I have seen so many amazing and successful bakeries and I've noticed quite a few of them are not refrigerated. I am opening a small bakery where I live. I am not sure if refrigerating them would be best or not. I assumed anything with cream cheese or egg would need to be refrigerated especially if they are not all sold the first day. If anyone has any input I would be grateful. I need to know whether or not to buy a dry display case or refrigerated case.
AOnly you can decide what kind of case you need. We have a dry case. We don't use Cc frosting. Eggs are cooked in the cake batter. Cupcakes last two days. We refrigerate them overnight.

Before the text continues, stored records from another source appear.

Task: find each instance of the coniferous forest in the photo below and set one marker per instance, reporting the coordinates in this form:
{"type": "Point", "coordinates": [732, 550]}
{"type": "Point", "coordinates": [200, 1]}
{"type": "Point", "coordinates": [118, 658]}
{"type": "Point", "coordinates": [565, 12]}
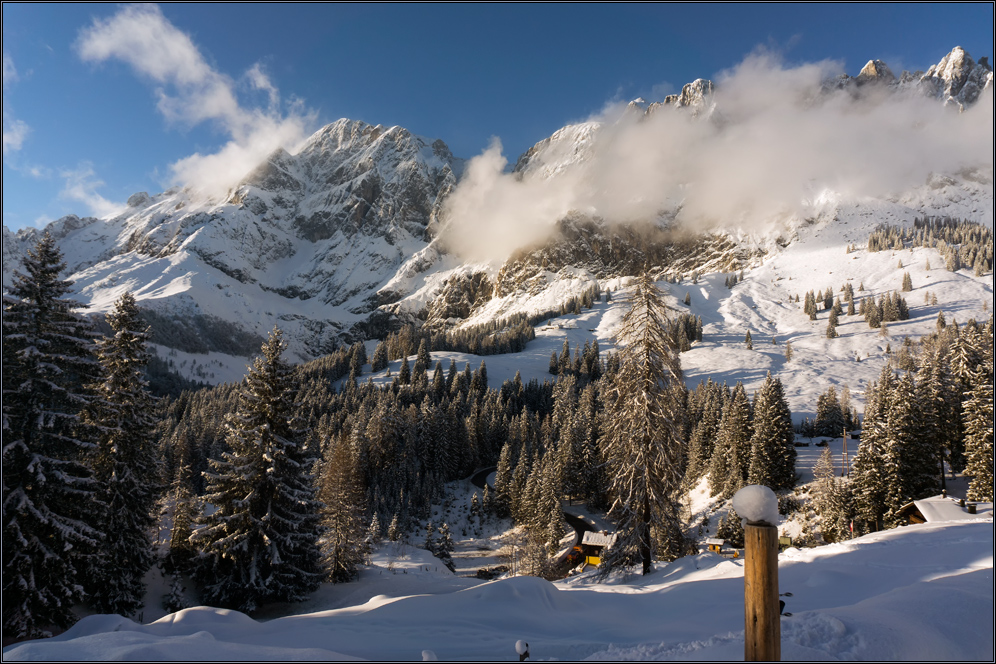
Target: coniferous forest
{"type": "Point", "coordinates": [268, 487]}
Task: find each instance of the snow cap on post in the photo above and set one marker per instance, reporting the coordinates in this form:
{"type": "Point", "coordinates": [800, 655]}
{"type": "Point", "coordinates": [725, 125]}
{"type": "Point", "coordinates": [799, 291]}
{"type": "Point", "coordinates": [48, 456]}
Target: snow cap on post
{"type": "Point", "coordinates": [758, 504]}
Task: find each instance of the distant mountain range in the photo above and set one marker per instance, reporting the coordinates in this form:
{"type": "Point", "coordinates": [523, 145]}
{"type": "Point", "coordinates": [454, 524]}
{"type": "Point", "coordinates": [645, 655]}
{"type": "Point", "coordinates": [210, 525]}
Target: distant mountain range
{"type": "Point", "coordinates": [346, 238]}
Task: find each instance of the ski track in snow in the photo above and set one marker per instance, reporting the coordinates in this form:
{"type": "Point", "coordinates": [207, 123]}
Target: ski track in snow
{"type": "Point", "coordinates": [902, 594]}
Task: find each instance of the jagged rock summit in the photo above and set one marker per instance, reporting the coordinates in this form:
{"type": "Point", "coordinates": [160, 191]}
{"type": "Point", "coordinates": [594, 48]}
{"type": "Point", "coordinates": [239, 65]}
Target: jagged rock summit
{"type": "Point", "coordinates": [341, 240]}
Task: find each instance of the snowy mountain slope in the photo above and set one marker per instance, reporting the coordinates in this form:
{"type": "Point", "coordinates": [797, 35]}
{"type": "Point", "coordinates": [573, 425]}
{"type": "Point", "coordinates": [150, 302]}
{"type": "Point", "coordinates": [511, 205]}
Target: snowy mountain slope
{"type": "Point", "coordinates": [346, 236]}
{"type": "Point", "coordinates": [305, 241]}
{"type": "Point", "coordinates": [902, 594]}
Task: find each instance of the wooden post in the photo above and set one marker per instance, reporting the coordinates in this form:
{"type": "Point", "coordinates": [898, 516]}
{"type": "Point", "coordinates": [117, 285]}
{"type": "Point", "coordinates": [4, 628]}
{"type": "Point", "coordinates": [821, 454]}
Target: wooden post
{"type": "Point", "coordinates": [762, 619]}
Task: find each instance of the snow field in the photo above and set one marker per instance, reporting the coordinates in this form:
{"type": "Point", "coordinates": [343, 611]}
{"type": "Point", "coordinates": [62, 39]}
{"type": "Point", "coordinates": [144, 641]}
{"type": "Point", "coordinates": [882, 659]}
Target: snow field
{"type": "Point", "coordinates": [902, 594]}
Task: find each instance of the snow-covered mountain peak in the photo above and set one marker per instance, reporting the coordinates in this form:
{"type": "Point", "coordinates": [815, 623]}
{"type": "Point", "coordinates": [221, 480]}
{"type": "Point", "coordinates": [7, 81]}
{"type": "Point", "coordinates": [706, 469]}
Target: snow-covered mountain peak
{"type": "Point", "coordinates": [875, 71]}
{"type": "Point", "coordinates": [957, 78]}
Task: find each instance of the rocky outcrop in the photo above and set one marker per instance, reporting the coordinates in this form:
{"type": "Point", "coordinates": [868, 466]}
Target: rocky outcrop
{"type": "Point", "coordinates": [957, 79]}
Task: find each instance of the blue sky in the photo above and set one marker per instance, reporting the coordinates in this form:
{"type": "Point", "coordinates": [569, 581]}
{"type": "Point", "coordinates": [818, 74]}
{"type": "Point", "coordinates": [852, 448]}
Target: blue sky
{"type": "Point", "coordinates": [93, 113]}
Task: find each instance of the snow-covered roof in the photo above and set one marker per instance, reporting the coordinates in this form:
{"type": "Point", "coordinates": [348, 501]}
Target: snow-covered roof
{"type": "Point", "coordinates": [598, 539]}
{"type": "Point", "coordinates": [941, 508]}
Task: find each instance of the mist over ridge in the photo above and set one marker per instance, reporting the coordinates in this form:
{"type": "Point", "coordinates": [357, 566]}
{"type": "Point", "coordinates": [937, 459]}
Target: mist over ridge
{"type": "Point", "coordinates": [760, 146]}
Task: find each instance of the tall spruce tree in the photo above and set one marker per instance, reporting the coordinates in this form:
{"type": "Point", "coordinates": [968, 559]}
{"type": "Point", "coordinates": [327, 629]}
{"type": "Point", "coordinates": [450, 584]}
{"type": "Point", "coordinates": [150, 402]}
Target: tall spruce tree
{"type": "Point", "coordinates": [641, 438]}
{"type": "Point", "coordinates": [868, 474]}
{"type": "Point", "coordinates": [125, 462]}
{"type": "Point", "coordinates": [49, 496]}
{"type": "Point", "coordinates": [261, 543]}
{"type": "Point", "coordinates": [910, 458]}
{"type": "Point", "coordinates": [977, 413]}
{"type": "Point", "coordinates": [772, 462]}
{"type": "Point", "coordinates": [733, 443]}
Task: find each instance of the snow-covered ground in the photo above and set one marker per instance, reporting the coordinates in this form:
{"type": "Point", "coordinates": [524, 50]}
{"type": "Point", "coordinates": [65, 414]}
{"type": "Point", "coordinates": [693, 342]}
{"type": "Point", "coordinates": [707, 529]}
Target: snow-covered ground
{"type": "Point", "coordinates": [921, 592]}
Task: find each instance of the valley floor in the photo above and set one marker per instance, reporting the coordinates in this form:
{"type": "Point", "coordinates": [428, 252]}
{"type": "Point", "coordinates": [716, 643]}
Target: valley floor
{"type": "Point", "coordinates": [915, 593]}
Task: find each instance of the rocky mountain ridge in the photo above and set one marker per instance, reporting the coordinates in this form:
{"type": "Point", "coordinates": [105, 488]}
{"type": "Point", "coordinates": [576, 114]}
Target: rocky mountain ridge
{"type": "Point", "coordinates": [341, 240]}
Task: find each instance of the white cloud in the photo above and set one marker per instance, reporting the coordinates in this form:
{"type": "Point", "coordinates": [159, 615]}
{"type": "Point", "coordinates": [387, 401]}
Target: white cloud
{"type": "Point", "coordinates": [190, 92]}
{"type": "Point", "coordinates": [772, 144]}
{"type": "Point", "coordinates": [82, 184]}
{"type": "Point", "coordinates": [14, 130]}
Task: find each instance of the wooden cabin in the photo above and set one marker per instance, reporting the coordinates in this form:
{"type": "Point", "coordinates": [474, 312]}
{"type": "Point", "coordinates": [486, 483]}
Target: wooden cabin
{"type": "Point", "coordinates": [715, 544]}
{"type": "Point", "coordinates": [944, 508]}
{"type": "Point", "coordinates": [592, 545]}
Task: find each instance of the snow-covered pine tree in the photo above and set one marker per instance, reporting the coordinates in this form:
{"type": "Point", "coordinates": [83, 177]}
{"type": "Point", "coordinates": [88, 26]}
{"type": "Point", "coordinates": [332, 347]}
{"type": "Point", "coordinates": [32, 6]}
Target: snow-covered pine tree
{"type": "Point", "coordinates": [393, 529]}
{"type": "Point", "coordinates": [342, 512]}
{"type": "Point", "coordinates": [832, 324]}
{"type": "Point", "coordinates": [939, 405]}
{"type": "Point", "coordinates": [405, 373]}
{"type": "Point", "coordinates": [374, 534]}
{"type": "Point", "coordinates": [733, 441]}
{"type": "Point", "coordinates": [868, 473]}
{"type": "Point", "coordinates": [50, 506]}
{"type": "Point", "coordinates": [829, 416]}
{"type": "Point", "coordinates": [910, 459]}
{"type": "Point", "coordinates": [977, 413]}
{"type": "Point", "coordinates": [125, 462]}
{"type": "Point", "coordinates": [641, 439]}
{"type": "Point", "coordinates": [832, 500]}
{"type": "Point", "coordinates": [772, 462]}
{"type": "Point", "coordinates": [380, 360]}
{"type": "Point", "coordinates": [554, 526]}
{"type": "Point", "coordinates": [261, 543]}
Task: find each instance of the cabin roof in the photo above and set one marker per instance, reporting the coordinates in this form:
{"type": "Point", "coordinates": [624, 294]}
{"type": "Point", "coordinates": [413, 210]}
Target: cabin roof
{"type": "Point", "coordinates": [598, 539]}
{"type": "Point", "coordinates": [944, 508]}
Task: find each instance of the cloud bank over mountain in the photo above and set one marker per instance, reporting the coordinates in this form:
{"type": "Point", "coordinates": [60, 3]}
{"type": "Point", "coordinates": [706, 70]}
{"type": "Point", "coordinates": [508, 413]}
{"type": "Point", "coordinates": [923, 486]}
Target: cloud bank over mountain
{"type": "Point", "coordinates": [759, 147]}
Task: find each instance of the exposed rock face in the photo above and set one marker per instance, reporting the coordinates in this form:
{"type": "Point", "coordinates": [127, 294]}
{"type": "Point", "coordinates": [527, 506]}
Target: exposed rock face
{"type": "Point", "coordinates": [957, 79]}
{"type": "Point", "coordinates": [338, 241]}
{"type": "Point", "coordinates": [306, 239]}
{"type": "Point", "coordinates": [875, 71]}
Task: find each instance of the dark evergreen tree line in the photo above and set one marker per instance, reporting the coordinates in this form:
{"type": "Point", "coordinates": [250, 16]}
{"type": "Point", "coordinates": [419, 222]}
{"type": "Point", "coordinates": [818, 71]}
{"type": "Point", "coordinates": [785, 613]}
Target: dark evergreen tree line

cupcake purchasers are often looking for a quick fix. They want the cake now - not in an hour because it has to come to room temp before consumption.
I am also looking to open a bakery in the next year and I personally intend to purchase a refrigerated display unit. You can set it so that it's not very cold but just cold enough to keep things fresh. Just my 2 cents. Good luck with the bakery! I'd love to hear how it goes for you!
AThe frostings I use have egg whites and cream cheese. I do like the idea of putting the refrigerator temp so its not so cold. I just don't want to purchase such an expensive item if I may not need it. I was thinking about leaving them out and then refrigerate them over night but I wasn't sure about the frosting going bad or not.
If your item is deemed to need refrigeration by your local health department, your cooler needs to be set at 40 degrees maximum (or lower). You can't set it at an arbitrary temperature "to keep things fresher" - either it needs refrigeration or it doesn't.
Check with your local Health Dept or whoever does your kitchen inspections. For me it is my local Council Health Dept. I'm not sure what it's like where you are but where I am you don't get a choice, frostings with egg white and cream cheese must be kept below 5c and when they do the inspections they bring their own thermometer and put it in all the cabinets to check the temp.